Chrono Crusade - After Heaven
Capítulo 32 - A Rainha
Trugy estava obedientemente atada a uma cadeira, numa das prisões do Convento. Madalena, a quem já tinham dado um par de sapatos, encontrava-se a andar de um lado para o outro, seguida pelos olhos de Trugy. À porta, estava um exorcista e um selador, só para prevenir. Remington estava a olhar para Trugy, noutra cadeira.
– Tu podias facilmente sair daqui. – começou Remington – Porque é que ainda estás aqui?
– Então? Eu deixei-me apanhar pelos seladores e até estou a fingir que estas cordas sagradas estão a funcionar. Deviam estar a agradecer-me – disse Trugy, continuando a olhar para Madalena – Tu devias estar a pensar que o Chrno ia ficar do teu lado. Azar. É uma pena que estão todos do lado da Rosette. Todos menos a Ordem. Pergunto-me onde estão os amigos dela agora.
– Olha para mim, Trugy. – mandou Remington, já que Trugy continuava a olhar para Madalena.
– Porquê? – perguntou Trugy – Parece que é ela que quer fazer as perguntas.

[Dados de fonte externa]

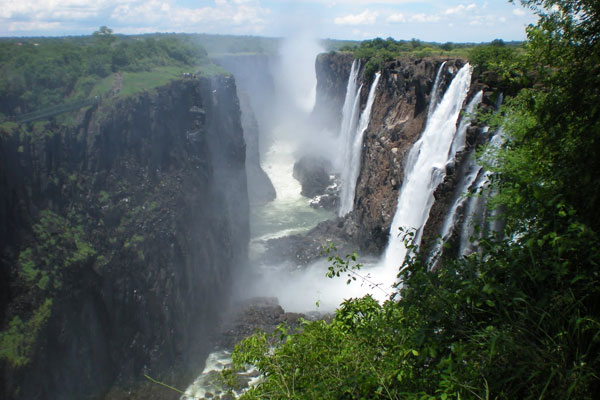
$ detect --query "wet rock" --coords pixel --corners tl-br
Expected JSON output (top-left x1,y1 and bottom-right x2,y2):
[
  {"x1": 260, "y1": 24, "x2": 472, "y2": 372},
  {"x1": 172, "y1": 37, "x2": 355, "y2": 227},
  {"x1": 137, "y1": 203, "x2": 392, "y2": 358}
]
[
  {"x1": 293, "y1": 156, "x2": 333, "y2": 198},
  {"x1": 213, "y1": 297, "x2": 305, "y2": 350}
]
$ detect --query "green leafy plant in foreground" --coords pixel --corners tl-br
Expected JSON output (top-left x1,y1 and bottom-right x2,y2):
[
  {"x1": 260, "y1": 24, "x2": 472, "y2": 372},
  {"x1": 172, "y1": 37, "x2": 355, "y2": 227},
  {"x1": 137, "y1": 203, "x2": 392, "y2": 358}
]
[{"x1": 226, "y1": 0, "x2": 600, "y2": 399}]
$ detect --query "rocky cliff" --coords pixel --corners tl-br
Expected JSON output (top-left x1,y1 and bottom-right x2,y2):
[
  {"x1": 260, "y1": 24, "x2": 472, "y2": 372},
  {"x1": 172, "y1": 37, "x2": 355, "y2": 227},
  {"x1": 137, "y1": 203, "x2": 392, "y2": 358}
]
[
  {"x1": 213, "y1": 54, "x2": 276, "y2": 205},
  {"x1": 0, "y1": 76, "x2": 249, "y2": 399},
  {"x1": 267, "y1": 53, "x2": 464, "y2": 263},
  {"x1": 351, "y1": 58, "x2": 464, "y2": 254},
  {"x1": 311, "y1": 52, "x2": 354, "y2": 133}
]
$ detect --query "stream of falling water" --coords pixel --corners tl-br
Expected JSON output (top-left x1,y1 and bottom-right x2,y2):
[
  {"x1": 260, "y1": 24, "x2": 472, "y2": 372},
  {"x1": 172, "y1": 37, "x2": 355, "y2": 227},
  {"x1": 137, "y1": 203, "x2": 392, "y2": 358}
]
[{"x1": 182, "y1": 60, "x2": 480, "y2": 400}]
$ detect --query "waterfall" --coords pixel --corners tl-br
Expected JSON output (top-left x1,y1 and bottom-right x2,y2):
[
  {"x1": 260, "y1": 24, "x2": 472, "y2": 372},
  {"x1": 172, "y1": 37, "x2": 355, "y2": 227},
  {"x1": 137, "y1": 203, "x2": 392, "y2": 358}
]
[
  {"x1": 384, "y1": 64, "x2": 471, "y2": 270},
  {"x1": 336, "y1": 60, "x2": 362, "y2": 171},
  {"x1": 429, "y1": 91, "x2": 483, "y2": 266},
  {"x1": 458, "y1": 128, "x2": 504, "y2": 256},
  {"x1": 338, "y1": 72, "x2": 381, "y2": 217}
]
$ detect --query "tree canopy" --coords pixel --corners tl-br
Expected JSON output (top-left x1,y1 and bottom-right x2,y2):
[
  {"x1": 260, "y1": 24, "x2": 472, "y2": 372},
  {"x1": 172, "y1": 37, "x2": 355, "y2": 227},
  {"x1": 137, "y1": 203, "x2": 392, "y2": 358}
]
[{"x1": 226, "y1": 0, "x2": 600, "y2": 399}]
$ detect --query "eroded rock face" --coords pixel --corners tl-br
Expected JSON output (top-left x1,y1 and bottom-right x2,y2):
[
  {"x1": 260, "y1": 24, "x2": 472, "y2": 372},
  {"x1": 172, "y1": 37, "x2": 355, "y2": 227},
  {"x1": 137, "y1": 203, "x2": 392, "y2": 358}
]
[
  {"x1": 311, "y1": 52, "x2": 354, "y2": 132},
  {"x1": 214, "y1": 55, "x2": 277, "y2": 205},
  {"x1": 213, "y1": 297, "x2": 306, "y2": 351},
  {"x1": 293, "y1": 156, "x2": 332, "y2": 198},
  {"x1": 0, "y1": 76, "x2": 249, "y2": 399},
  {"x1": 353, "y1": 58, "x2": 464, "y2": 253}
]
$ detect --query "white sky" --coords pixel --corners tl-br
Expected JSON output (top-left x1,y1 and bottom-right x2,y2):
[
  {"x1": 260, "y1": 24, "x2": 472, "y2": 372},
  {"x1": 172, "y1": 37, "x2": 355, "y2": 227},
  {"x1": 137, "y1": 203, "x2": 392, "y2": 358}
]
[{"x1": 0, "y1": 0, "x2": 536, "y2": 42}]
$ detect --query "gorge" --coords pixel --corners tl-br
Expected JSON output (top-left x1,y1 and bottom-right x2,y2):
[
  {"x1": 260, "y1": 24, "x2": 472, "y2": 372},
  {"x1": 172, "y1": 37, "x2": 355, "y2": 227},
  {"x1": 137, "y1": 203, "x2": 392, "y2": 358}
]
[{"x1": 1, "y1": 39, "x2": 502, "y2": 399}]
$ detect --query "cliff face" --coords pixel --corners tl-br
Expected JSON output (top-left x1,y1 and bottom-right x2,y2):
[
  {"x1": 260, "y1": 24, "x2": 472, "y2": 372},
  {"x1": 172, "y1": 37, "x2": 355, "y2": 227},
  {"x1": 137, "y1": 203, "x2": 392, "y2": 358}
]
[
  {"x1": 311, "y1": 52, "x2": 354, "y2": 133},
  {"x1": 351, "y1": 58, "x2": 464, "y2": 253},
  {"x1": 214, "y1": 55, "x2": 276, "y2": 204},
  {"x1": 315, "y1": 53, "x2": 464, "y2": 254},
  {"x1": 0, "y1": 76, "x2": 249, "y2": 399}
]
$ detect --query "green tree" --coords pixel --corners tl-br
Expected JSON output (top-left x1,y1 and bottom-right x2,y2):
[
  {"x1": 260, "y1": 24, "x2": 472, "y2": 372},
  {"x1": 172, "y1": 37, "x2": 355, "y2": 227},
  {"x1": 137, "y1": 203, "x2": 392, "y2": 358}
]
[{"x1": 234, "y1": 0, "x2": 600, "y2": 399}]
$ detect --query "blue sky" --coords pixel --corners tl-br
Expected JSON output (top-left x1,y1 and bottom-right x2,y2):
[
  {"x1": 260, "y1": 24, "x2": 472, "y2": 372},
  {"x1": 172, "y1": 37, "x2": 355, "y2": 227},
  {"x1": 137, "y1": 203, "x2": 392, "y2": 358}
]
[{"x1": 0, "y1": 0, "x2": 535, "y2": 42}]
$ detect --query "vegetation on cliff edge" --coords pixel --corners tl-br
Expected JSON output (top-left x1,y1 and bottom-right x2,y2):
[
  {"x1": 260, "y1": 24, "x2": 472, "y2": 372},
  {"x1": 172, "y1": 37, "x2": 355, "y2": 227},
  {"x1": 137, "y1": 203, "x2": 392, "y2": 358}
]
[
  {"x1": 229, "y1": 0, "x2": 600, "y2": 399},
  {"x1": 0, "y1": 27, "x2": 214, "y2": 117}
]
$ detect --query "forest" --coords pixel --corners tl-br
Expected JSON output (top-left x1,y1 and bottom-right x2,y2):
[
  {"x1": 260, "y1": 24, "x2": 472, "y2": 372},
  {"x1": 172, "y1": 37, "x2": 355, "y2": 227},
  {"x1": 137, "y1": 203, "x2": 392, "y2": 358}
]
[{"x1": 225, "y1": 0, "x2": 600, "y2": 399}]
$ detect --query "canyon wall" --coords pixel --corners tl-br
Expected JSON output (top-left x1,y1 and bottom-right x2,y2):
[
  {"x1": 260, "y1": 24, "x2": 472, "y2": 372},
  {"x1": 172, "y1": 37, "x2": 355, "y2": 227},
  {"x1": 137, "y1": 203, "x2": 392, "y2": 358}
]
[
  {"x1": 304, "y1": 53, "x2": 464, "y2": 258},
  {"x1": 213, "y1": 54, "x2": 276, "y2": 205},
  {"x1": 0, "y1": 75, "x2": 249, "y2": 399}
]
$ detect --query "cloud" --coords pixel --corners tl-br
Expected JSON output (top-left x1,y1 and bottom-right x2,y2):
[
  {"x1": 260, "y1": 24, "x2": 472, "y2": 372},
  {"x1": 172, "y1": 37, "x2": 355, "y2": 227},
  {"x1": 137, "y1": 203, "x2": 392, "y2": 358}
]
[
  {"x1": 409, "y1": 13, "x2": 442, "y2": 23},
  {"x1": 386, "y1": 13, "x2": 406, "y2": 23},
  {"x1": 111, "y1": 0, "x2": 270, "y2": 32},
  {"x1": 333, "y1": 10, "x2": 378, "y2": 25},
  {"x1": 445, "y1": 3, "x2": 477, "y2": 15}
]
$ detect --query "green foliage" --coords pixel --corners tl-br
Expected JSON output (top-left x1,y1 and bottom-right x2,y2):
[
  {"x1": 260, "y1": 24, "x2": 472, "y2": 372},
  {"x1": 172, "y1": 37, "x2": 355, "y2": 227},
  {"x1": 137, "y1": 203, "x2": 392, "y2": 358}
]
[
  {"x1": 0, "y1": 299, "x2": 52, "y2": 368},
  {"x1": 0, "y1": 26, "x2": 210, "y2": 115},
  {"x1": 229, "y1": 0, "x2": 600, "y2": 399},
  {"x1": 18, "y1": 210, "x2": 96, "y2": 291}
]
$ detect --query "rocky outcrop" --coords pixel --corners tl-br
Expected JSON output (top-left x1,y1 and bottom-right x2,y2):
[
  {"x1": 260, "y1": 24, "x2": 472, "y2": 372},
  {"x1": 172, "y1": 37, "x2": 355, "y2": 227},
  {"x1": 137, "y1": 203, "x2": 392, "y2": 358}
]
[
  {"x1": 238, "y1": 90, "x2": 277, "y2": 206},
  {"x1": 421, "y1": 79, "x2": 499, "y2": 268},
  {"x1": 258, "y1": 53, "x2": 464, "y2": 265},
  {"x1": 0, "y1": 76, "x2": 249, "y2": 399},
  {"x1": 311, "y1": 52, "x2": 354, "y2": 133},
  {"x1": 213, "y1": 297, "x2": 306, "y2": 351},
  {"x1": 352, "y1": 58, "x2": 464, "y2": 253},
  {"x1": 213, "y1": 55, "x2": 276, "y2": 205},
  {"x1": 293, "y1": 156, "x2": 332, "y2": 198}
]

A santinha que denunciou a rapariga inocente que está perseguida.
– Ela não é inocente! – gritou Madalena, encarando Trugy – Que tipo de pessoa inocente é que foge daquela maneira!?
– Fui eu que lhe disse para fugir. Ela queria voltar para o hospital. – revelou Trugy, chocando Remington e Madalena – Mas eu não queria que a Ordem a transformasse numa arma, por isso fiz uma coisa.
– O que é que lhe fizeste!? – exclamou Remington.
– Vamos apenas dizer que o despertar não está para perto. – disse Trugy com um sorriso – Aposto que, se fosse ali a santinha, fazia tudinho o que fosses querem. Porquê é que não tentam cortar-lhe os pulsos para ver se ela volta a ter os poderes que tanto ama?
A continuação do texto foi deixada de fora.